Now consider how we would compute a price index for each time period. We would construct a basket of goods and determine the price of that basket in each time period, then adjust prices until that basket has a constant price.

Here, the basket would probably be what people bought in 1940-1950: 1 house, 10,000 meals, and 400 music performances.

In 1950, this basket cost $10,000+$10,000+$100 = $21,000.

In 2000, this basket cost $200,000+$50,000+$400 = $150,400.

This means that our inflation adjustment is $150,400/$21,000 = 7 to 1. This means that we would estimate the real per-capita GDP in 1950 at about $14,700. And indeed, that’s about the actual estimate of real per-capita GDP in 1950.

So, what would we say about productivity?

Sales of houses in 1950 were 1 per person, costing 10,000 worker hours.

Sales of food in 1950 were 10,000 per person, costing 10,000 worker hours.

Sales of music in 1950 were 400 per person, costing 4,000 worker hours.

Worker hours per person are therefore 24,000.

Sales of houses in 2000 were 1 per person, costing 10,000 worker hours.

Sales of food in 2000 were 10,000 per person, costing 1,000 worker hours.

Sales of music in 2000 were 250,000 per person, costing 25,000 worker hours.

Worker hours per person are therefore 36,000.

Therefore we would estimate that productivity rose from $14,700/24,000 = $0.61 per worker-hour to $50,000/36,000 = $1.40 per worker-hour. This is an annual growth rate of about 1.7%, which is again, pretty close to the actual estimate of productivity growth. For such a highly stylized model, my figures are doing remarkably well. (Honestly, better than I thought they would!)

But think about how much actual productivity rose, at least in the industries where it did.

We produce 10 times as much food per worker hour after 50 years, which is an annual growth rate of 4.7%, or three times the estimated growth rate.

We produce 10,000 times as much music per worker hour after 50 years, which is an annual growth rate of over 20%, or almost twelve times the estimated growth rate.

Moreover, should music producers be worried about losing their jobs to automation? Absolutely! People simply won’t be able to listen to much more music than they already are, so any continued increases in music productivity are going to make musicians lose jobs. And that was already allowing for music consumption to increase by a factor of over 600.

Of course, the real world has a lot more industries than this, and everything is a lot more complicated. We do actually substitute across some of those industries, unlike in this model.

But I hope I’ve gotten at least the basic point across that when things become drastically cheaper as technological progress often does, simply adjusting for inflation doesn’t do the job. One dollar of music today isn’t the same thing as one dollar of music a century ago, even if you inflation-adjust their dollars to match ours. We ought to be measuring in hours of music; an hour of music is much the same thing as an hour of music a century ago.

And likewise, that secretary/weather forecaster/news reporter/accountant/musician/filmmaker in your pocket that you call a “smartphone” really ought to be counted as more than just a simple inflation adjustment on its market price.
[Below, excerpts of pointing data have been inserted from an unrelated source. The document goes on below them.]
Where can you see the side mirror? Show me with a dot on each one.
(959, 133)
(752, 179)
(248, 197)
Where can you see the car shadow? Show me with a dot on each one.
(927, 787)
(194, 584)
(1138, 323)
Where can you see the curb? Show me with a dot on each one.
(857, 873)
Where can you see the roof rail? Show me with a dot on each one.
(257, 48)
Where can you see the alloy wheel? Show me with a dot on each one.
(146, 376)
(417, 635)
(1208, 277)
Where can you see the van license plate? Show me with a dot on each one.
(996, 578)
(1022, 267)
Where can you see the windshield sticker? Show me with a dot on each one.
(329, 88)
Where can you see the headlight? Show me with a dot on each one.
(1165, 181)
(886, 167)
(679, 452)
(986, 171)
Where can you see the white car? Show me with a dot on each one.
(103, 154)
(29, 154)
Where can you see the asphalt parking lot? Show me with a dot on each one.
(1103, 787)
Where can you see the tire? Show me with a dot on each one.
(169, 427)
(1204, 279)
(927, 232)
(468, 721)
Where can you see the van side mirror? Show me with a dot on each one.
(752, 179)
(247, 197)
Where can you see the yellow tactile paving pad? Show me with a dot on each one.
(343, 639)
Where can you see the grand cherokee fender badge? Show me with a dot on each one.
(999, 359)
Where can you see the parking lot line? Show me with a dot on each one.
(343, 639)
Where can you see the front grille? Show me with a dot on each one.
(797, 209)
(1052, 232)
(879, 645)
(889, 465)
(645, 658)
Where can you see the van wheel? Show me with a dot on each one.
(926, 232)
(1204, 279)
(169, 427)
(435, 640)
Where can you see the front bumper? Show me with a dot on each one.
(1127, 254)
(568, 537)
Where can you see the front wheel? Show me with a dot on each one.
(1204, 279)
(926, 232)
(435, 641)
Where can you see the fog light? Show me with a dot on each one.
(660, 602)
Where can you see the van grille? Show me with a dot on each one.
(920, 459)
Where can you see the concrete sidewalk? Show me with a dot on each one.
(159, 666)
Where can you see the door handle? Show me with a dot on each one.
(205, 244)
The fact that it is mind-bogglingly cheaper to get these services than it used to be is the technological progress we care about; it’s not some statistical artifact to be removed by proper measurement.

Combine that with actually measuring the hours of real, productive work, and I think you’ll find that productivity is still rising quite rapidly, and that we should still be worried about what automation is going to do to our jobs.